Lisboa, 1841 – Lisboa, 1915

Em 1913, no primeiro volume da Revista A Máscara, perto do fim de uma carreira que durou tanto como a vida, Maria Augusta de Prostes Bordalo Pinheiro é descrita como “a maior, se não a única grande artista, entre as mulheres portuguezas”. Assim começa a crítica a uma das exposições individuais que a artista fez no seu atelier. Esta afirmação não é um caso isolado. Seja a melhor mulher artista pelo seu tempo ou pela disciplina da história de arte, Maria Augusta Bordalo Pinheiro [MABP] foi de facto a que teve mais destaque e sucesso crítico na segunda metade dos anos 1800 e inícios do Modernismo, assim como a que teve maior projeção internacional. Primeiro como pintora e depois como rendeira, o reconhecimento do seu mérito artístico manteve-se por ter acompanhado, vivido e liderado de forma proactiva, original, discreta e confiante o espírito artístico do seu tempo nas artes consideradas “menores”.

Desenhadora, pintora, ceramista, rendeira, bordadeira, empreendedora e modelo, expôs em dezenas de exposições, mostrando centenas de obras. Foi também contratada para decoração de interiores, que inclui a decoração do Palácio Beau Séjour, em Lisboa, um projeto partilhado com os irmãos. Na renda, trabalhou com ouro e prata e uma grande variedade de pontos regionais portugueses, desenvolvendo o seu próprio ponto, o “Bordallo Pinheiro”.
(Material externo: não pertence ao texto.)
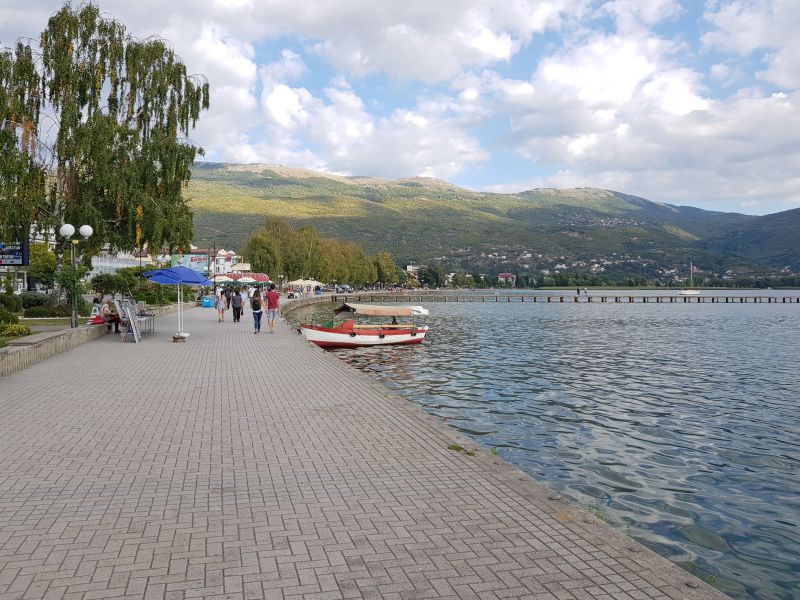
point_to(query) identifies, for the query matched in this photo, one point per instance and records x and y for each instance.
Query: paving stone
(242, 466)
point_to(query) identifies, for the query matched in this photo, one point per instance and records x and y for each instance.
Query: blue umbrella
(177, 276)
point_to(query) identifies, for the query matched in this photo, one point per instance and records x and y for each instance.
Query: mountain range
(423, 219)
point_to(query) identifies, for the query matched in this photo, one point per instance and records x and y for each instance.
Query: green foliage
(124, 109)
(385, 269)
(33, 299)
(38, 312)
(431, 276)
(7, 317)
(71, 279)
(280, 249)
(22, 176)
(15, 330)
(431, 219)
(11, 302)
(42, 265)
(108, 283)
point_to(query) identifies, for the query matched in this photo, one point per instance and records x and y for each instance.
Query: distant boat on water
(690, 291)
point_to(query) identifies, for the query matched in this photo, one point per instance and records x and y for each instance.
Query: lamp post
(67, 231)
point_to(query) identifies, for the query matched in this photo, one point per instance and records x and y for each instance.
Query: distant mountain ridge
(426, 219)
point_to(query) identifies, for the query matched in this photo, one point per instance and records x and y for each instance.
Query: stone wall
(26, 351)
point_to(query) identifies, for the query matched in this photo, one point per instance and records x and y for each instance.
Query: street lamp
(67, 231)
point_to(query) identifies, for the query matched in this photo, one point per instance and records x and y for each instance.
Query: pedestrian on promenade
(220, 308)
(273, 306)
(236, 304)
(255, 305)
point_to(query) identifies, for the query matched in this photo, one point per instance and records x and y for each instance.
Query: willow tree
(22, 176)
(123, 110)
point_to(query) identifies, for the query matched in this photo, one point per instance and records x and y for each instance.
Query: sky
(689, 102)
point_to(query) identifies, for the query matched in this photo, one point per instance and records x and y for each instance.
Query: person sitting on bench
(110, 315)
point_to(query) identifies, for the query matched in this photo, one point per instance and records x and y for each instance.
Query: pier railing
(629, 299)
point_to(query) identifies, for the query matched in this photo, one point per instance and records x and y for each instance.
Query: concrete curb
(21, 353)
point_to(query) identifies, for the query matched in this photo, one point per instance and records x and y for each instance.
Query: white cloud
(600, 100)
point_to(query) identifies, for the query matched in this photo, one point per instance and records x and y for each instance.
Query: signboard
(15, 254)
(195, 262)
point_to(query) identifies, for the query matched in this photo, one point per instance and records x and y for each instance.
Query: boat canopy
(371, 310)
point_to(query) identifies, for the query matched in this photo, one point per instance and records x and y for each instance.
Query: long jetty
(630, 299)
(244, 466)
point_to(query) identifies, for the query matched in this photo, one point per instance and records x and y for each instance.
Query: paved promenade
(255, 466)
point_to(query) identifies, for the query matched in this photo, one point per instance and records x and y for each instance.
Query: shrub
(11, 302)
(84, 308)
(48, 311)
(15, 330)
(33, 299)
(7, 317)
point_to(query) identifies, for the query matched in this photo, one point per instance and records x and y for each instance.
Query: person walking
(258, 311)
(220, 308)
(236, 304)
(273, 306)
(245, 298)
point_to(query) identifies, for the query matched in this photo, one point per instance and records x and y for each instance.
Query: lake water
(678, 423)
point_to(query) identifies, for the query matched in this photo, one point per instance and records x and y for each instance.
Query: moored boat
(349, 334)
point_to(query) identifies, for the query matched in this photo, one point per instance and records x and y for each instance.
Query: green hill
(424, 219)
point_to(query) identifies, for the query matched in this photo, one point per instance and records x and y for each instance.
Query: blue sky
(685, 102)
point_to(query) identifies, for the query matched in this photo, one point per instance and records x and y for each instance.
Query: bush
(11, 302)
(39, 312)
(15, 330)
(33, 299)
(7, 317)
(84, 308)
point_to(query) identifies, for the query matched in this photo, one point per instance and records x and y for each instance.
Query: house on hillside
(507, 278)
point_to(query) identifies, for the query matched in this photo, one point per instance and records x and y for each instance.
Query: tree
(120, 158)
(281, 249)
(107, 283)
(22, 179)
(262, 254)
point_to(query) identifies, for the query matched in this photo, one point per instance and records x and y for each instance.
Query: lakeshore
(245, 466)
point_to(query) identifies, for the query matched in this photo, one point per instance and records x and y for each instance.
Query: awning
(372, 310)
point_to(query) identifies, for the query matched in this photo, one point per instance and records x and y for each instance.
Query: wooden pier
(621, 298)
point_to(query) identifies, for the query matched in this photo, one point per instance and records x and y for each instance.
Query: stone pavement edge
(257, 466)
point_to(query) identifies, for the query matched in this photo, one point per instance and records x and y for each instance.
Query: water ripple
(679, 420)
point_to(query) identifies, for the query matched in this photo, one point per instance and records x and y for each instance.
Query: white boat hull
(329, 338)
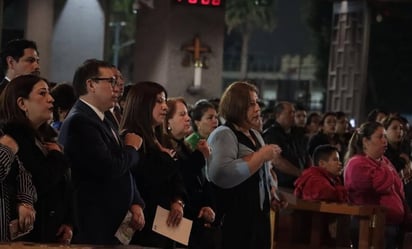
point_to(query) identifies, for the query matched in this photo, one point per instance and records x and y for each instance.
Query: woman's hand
(203, 147)
(270, 152)
(207, 214)
(278, 200)
(176, 213)
(134, 140)
(9, 142)
(138, 220)
(170, 152)
(49, 146)
(65, 233)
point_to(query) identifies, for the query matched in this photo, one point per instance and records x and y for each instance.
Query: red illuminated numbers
(216, 2)
(202, 2)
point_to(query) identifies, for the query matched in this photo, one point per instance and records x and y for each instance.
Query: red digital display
(211, 3)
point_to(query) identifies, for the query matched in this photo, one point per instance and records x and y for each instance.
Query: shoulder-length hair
(235, 102)
(171, 110)
(198, 110)
(10, 111)
(355, 146)
(138, 112)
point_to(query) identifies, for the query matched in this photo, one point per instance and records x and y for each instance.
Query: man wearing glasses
(105, 190)
(19, 57)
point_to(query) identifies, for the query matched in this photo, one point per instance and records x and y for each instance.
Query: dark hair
(340, 115)
(138, 112)
(311, 116)
(323, 152)
(280, 107)
(300, 107)
(89, 69)
(372, 115)
(171, 109)
(64, 99)
(366, 130)
(20, 86)
(325, 115)
(15, 48)
(388, 120)
(235, 102)
(198, 110)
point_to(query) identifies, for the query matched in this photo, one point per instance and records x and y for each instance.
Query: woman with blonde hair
(239, 167)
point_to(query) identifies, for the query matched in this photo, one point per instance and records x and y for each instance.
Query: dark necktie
(117, 113)
(109, 126)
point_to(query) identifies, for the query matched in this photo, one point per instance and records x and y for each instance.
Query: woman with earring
(157, 173)
(204, 121)
(191, 163)
(371, 179)
(25, 109)
(239, 167)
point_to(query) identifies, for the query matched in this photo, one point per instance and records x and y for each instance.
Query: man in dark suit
(115, 113)
(19, 57)
(104, 187)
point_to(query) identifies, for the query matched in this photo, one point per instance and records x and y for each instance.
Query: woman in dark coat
(25, 109)
(157, 173)
(192, 163)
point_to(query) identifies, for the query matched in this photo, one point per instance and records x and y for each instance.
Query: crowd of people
(76, 159)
Em atividade por várias décadas e com perícia em diversas disciplinas, Maria Augusta Bordalo Pinheiro viveu os últimos dias do Romantismo e todo o percurso do Naturalismo português nas suas vertentes de valor menos formalizado — desde a pintura de género a óleo, de pastel, de faiança e de interiores; ao revolucionar das artes têxteis do bordado e da renda. Uma produção sempre acompanhada pela sua mestria na composição.

Sendo artista numa casa de artistas, o desenho e a pintura eram ao mesmo tempo paixão e quotidiano. Irmã do pintor Columbano e do ilustrador, caricaturista, e ceramista Rafael, autores cuja obra foi bastante mais estudada, sabe-se que foi discípula do pai, o pintor Manuel Bordalo Pinheiro, e do irmão Columbano. Como muitas artistas mulheres do seu tempo, desenvolveu toda a sua aprendizagem e produção artística num contexto de atelier, primeiro familiar, depois independente. Não se sabe ao certo quando terá começado o estudo da renda de bilros, ensinada a jovens raparigas no seio da família mas é certo que estudou esta produção durante toda a sua carreira, dando uma nova vida a essa arte.

Esteve sediada em ateliers-oficinas na Rua das Taipas e na Rua do Tesouro Velho, em Lisboa, onde organizou várias exposições de “Rendas Portuguezas”. Estes lugares de produção de renda, onde também trabalhavam alunas e aprendizes, eram espaços de produção artística maioritariamente feminina. Ao contrário do vigente na época, as peças da oficina Bordallo Pinheiro que iam a exposição davam às operárias a oportunidade de assinar as suas peças com o seu próprio nome.

Entre 1881 e 1883, a artista acompanha o irmão Columbano a Paris para uma bolsa de estudo, servindo como companheira e modelo. Embora tenha sido pouco feliz na capital francesa, manteve contacto direto com artistas nacionais e internacionais, e com as grandes exposições do seu tempo, usufruindo das oportunidades que se apresentavam. Foi na capital francesa que desenvolveu projetos de pintura de cerâmica, prática comum entre senhoras da burguesia e alta sociedade, tendo sido a primeira dos irmãos a escolher esta arte, e exercendo influência no muito conhecido interesse que mais tarde Rafael Bordalo Pinheiro desenvolveu pela cerâmica das Caldas da Rainha.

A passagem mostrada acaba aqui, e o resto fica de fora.